New York’s unfunded liability for state government retiree health coverage has reached $90.5 billion—an increase of $3 billion over last year’s estimate, and nearly $13 billion in just two years, according to the just-released First Quarterly Update to the state’s FY 2019 Financial Plan.
The liability for other post-employment benefits, or OPEB, reflects the net present value of continuing state health insurance coverage available to all employees who retire directly from a state government payroll after at least 10 years of service.
The increase in the OPEB liability is attributed entirely to an updated actuarial estimate for employees of the State University of New York (SUNY), whose OPEB benefits are valued at $17.7 billion, up from $14.4 billion in 2016. The state government itself (legislative, executive and judicial branches) accounts for $72.83 billion of the total OPEB cost, based on an unchanged fiscal 2016 actuarial estimate that will soon be updated as well.
What this basically means is that the state has a $91 billion debt in addition to its bonded state-related debt of $55 billion. And as the number of retirees and cost of health insurance grows, the OPEB debt will keep growing—unless something is done to reform or rein in these benefits.
Government retirees at almost every level in New York are entitled to continuing health care coverage at a heavily discounted rate, or even for free—a benefit that has virtually disappeared from the private sector.
The state government’s collective OPEB obligations are enormous because, in contrast to pension benefits, retiree health care is not prefunded with deposits into large investments pools but covered on a “pay as you go” basis. In other words, current taxpayers must lay out cash to cover the cost of a health benefit earned in the past—sometimes the distant past—by current retirees.
It’s a classic cost shift from one generation to another, and it’s fundamentally inequitable and inefficient.
The annual charge for retiree health coverage—which, excluding SUNY, came to about $1.6 billion in fiscal 2018—is just the tip of a very big iceberg. Counting all public agencies in New York, including localities and authorities, the Empire Center estimated in 2012 that the total unfunded OPEB liability came to $250 billion—a figure that now probably is closer to $280 billion, if not higher.
Why the growth?
Like previous reports, the latest Financial Plan Update from Governor Cuomo’s Division of the Budget says “a significant portion” of the growth in the OPEB liability has been driven by a reduction in the discount rate used to calculate the projected retiree health benefit obligation (see page 47). The rate is based on the 20-year average return from the state’s Short Term Investment Pool, or STIP, which dropped from 3.155 percent to 2.637 percent in the past year. The lower the discount rate (reflecting assumed market earnings and thus the economic value of the OPEB promise), the larger the obligation.

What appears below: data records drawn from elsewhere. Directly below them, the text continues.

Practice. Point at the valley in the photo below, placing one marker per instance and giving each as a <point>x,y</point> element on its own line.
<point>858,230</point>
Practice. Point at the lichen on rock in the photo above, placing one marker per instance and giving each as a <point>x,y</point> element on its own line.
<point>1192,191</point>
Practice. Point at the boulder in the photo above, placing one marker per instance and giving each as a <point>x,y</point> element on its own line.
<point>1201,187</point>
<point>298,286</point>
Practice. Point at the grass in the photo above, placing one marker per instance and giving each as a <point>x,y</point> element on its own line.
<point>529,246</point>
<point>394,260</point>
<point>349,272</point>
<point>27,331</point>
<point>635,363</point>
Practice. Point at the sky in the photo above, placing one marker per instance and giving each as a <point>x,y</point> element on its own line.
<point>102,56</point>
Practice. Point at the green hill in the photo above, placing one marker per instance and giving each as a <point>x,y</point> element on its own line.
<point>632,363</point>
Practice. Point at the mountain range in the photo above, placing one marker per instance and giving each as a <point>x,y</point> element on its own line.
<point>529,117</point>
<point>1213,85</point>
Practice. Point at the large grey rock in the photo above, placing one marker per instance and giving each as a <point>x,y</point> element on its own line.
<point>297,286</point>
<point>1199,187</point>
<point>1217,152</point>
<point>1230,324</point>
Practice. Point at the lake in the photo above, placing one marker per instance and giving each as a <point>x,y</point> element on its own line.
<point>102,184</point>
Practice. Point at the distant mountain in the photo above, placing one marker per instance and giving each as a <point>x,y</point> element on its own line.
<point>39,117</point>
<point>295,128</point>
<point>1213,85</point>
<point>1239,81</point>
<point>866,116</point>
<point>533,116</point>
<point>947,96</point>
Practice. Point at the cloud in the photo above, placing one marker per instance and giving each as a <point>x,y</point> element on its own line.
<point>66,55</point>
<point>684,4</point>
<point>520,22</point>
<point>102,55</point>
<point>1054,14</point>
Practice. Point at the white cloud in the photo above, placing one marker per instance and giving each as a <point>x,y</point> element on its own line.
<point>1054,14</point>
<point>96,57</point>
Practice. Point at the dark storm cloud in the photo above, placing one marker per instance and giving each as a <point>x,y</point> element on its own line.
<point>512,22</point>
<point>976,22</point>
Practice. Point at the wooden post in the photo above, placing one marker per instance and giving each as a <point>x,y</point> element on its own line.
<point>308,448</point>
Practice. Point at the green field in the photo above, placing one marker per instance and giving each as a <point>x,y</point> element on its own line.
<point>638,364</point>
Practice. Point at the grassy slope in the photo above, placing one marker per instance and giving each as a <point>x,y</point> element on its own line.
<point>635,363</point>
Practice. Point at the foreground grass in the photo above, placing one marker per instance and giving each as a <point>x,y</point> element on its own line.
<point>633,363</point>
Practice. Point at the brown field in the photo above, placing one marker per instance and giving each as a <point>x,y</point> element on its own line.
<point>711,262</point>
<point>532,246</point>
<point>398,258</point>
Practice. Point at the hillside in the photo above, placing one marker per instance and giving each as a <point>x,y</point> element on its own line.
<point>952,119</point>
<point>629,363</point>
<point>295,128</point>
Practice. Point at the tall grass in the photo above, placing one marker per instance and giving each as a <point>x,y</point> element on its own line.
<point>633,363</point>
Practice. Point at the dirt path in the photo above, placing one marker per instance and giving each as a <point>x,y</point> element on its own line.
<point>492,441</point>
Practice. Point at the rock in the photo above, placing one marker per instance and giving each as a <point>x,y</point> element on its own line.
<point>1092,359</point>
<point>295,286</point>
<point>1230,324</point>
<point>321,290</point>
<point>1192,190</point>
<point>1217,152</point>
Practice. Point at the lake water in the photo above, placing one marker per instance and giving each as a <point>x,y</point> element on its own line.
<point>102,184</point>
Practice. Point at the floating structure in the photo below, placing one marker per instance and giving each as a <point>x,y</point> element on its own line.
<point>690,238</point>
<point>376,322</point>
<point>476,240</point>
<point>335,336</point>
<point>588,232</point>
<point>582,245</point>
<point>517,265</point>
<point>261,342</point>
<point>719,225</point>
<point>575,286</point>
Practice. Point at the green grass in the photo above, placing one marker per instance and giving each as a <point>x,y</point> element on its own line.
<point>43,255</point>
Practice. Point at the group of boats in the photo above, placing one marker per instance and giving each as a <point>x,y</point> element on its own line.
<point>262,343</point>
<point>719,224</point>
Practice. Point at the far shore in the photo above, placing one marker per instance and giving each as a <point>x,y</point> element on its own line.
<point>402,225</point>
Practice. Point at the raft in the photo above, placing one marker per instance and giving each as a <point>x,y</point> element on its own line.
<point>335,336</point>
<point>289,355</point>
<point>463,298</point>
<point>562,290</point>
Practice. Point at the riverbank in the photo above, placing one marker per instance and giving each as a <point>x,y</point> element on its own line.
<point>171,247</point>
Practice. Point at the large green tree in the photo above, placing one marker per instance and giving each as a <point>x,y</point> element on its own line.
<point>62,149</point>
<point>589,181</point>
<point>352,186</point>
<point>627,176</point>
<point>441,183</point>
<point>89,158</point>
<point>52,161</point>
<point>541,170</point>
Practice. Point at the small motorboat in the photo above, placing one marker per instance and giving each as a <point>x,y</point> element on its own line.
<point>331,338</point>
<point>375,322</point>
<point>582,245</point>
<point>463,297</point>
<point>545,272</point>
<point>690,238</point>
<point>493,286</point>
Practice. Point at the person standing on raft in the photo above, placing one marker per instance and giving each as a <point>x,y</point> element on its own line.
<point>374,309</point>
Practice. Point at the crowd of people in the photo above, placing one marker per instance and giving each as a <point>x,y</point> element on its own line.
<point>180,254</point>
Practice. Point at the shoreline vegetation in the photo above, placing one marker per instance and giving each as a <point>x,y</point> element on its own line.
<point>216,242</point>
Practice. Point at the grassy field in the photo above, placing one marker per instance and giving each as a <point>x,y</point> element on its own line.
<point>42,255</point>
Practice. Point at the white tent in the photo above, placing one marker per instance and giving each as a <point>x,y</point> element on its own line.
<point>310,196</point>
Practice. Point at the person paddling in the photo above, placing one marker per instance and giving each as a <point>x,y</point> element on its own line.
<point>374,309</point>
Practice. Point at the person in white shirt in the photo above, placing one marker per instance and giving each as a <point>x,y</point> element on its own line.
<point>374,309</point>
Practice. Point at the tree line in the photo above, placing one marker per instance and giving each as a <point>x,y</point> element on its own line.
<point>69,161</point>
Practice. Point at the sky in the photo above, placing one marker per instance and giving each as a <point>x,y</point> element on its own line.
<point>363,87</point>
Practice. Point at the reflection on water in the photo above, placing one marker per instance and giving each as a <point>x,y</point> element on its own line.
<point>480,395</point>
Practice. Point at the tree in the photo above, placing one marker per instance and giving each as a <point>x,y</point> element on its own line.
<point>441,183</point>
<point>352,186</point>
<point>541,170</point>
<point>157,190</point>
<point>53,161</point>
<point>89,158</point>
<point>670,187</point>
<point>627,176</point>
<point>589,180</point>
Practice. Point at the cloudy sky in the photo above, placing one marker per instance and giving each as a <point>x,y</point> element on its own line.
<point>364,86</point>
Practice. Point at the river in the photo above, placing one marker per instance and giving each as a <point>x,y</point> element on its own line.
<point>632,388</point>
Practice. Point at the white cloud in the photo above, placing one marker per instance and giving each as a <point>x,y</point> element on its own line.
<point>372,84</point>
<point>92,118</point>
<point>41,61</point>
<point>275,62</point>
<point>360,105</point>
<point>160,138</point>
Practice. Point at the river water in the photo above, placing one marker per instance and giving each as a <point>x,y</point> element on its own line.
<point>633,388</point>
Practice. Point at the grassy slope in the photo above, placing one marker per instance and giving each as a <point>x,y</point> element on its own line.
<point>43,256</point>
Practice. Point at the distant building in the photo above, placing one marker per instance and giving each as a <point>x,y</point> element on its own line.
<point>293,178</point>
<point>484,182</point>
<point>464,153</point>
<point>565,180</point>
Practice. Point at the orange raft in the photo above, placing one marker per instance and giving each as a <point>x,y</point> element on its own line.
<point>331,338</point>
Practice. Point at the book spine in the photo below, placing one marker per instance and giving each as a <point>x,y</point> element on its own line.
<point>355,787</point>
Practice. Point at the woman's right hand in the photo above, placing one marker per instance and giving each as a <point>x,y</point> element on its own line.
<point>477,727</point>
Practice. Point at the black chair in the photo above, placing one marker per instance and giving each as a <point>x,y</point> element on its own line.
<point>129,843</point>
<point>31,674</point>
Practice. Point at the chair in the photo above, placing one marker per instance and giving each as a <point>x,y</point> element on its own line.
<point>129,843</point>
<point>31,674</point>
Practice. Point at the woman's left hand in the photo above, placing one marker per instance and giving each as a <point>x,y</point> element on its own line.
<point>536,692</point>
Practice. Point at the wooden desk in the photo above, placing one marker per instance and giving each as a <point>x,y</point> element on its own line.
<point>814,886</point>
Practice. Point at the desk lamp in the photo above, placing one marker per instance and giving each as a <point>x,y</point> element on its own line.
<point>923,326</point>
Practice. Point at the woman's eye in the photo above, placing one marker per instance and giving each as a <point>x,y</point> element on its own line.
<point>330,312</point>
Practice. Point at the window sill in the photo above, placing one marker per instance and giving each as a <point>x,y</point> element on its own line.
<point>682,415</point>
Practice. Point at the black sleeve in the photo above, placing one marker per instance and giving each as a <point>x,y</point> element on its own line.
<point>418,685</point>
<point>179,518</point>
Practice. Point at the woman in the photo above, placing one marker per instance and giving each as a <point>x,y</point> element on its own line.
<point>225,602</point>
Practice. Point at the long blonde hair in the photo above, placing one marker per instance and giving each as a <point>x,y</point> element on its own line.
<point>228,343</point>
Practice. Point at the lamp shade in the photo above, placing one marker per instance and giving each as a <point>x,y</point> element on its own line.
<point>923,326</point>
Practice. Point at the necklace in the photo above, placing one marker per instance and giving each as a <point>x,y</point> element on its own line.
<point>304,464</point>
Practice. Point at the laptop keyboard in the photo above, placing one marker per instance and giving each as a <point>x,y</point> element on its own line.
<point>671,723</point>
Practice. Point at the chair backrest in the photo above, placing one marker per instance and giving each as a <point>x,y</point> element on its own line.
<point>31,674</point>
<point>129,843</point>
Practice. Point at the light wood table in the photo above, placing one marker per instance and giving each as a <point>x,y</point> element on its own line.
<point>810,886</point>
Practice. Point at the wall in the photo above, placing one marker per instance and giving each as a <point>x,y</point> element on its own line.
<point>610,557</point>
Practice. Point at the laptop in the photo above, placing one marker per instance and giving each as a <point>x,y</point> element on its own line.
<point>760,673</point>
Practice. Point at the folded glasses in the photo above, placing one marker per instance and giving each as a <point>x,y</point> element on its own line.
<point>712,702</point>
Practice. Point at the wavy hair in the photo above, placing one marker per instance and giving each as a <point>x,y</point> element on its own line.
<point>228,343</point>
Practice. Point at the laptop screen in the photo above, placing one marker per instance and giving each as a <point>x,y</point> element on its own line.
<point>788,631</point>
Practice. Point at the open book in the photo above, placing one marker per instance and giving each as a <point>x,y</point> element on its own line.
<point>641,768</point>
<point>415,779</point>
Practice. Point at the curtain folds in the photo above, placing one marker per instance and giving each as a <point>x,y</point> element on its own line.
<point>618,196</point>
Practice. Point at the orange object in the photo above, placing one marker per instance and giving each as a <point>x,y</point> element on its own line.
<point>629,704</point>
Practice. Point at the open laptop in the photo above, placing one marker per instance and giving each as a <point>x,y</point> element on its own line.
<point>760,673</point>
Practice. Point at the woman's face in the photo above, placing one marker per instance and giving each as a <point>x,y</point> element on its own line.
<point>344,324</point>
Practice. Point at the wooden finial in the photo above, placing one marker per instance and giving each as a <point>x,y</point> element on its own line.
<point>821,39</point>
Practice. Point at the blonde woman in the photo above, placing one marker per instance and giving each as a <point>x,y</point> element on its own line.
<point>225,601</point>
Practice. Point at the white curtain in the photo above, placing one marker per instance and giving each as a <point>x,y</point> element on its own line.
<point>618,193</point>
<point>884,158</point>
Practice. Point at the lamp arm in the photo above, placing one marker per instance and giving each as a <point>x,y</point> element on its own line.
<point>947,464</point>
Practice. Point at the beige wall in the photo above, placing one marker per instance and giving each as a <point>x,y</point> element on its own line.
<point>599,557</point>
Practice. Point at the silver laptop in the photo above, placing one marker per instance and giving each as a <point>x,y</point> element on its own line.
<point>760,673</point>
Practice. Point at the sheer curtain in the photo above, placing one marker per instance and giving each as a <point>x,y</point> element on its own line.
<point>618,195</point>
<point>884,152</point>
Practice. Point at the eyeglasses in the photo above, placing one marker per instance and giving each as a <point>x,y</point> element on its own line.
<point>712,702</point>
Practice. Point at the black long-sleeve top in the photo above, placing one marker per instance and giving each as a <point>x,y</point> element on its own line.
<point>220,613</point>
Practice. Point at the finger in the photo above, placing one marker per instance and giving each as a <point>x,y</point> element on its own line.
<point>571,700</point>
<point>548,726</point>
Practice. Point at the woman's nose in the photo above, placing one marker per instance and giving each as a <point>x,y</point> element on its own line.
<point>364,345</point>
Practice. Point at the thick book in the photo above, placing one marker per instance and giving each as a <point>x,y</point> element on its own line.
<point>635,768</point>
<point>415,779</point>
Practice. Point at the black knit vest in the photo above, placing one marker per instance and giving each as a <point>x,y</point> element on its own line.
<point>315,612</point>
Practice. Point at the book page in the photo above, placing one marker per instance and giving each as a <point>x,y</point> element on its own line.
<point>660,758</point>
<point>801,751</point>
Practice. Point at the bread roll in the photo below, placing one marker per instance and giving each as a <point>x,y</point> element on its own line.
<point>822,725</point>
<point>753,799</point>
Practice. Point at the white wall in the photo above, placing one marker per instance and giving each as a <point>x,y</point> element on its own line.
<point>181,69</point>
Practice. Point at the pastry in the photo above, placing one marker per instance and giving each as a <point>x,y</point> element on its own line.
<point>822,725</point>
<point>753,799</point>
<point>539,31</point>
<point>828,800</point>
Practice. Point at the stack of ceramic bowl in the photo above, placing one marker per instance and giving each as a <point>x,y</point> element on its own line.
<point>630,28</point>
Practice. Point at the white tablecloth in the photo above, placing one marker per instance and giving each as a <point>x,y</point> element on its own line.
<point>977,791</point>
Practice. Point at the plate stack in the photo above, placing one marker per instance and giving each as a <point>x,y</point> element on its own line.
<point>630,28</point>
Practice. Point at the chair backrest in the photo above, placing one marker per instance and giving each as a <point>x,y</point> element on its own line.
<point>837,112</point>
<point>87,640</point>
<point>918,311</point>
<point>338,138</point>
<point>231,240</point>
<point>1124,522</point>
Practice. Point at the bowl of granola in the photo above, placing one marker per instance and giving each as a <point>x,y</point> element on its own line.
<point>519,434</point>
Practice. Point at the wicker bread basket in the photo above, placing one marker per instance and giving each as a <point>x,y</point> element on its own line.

Starting in fiscal 2019, a new government accounting standard will require New York State’s official financial “net position” table to report the state’s net unfunded OPEB liability, which is the difference between what the state actually has been spending on annual premiums and what it should have been depositing if it had been saving money to cover its retiree health care promises, amortized over a 30-year period. This new accounting guideline “is expected to significantly increase the State’s total long-term liabilities and show the State in a negative net position,” the financial plan update says.
In other words, New York will be in a state of what accountants call “balance sheet insolvency,” which means that the total amount owed by the state government will exceed the value of all that it is owed plus the value of its assets. It won’t be alone in that category, though. Most counties, cities and school districts, as well as larger towns, will find themselves in the same sort of spotlight.
New York City, alone among major state or local governments, has voluntarily chosen to list its entire unfunded OPEB liability (most recently pegged at $88 billion) on the face of its balance sheet in financial statements for a decade now. So far, credit rating agencies don’t seem to care, shrugging off retiree health coverage as a promise that, unlike the pension obligations, can be broken without violating the constitution or defaulting on a legal obligation. Which is technically true—but try telling that to public employee unions or retiree groups, which have blocked the last several New York governors, including Andrew Cuomo in his last budget, from attempting to restructure retiree benefits.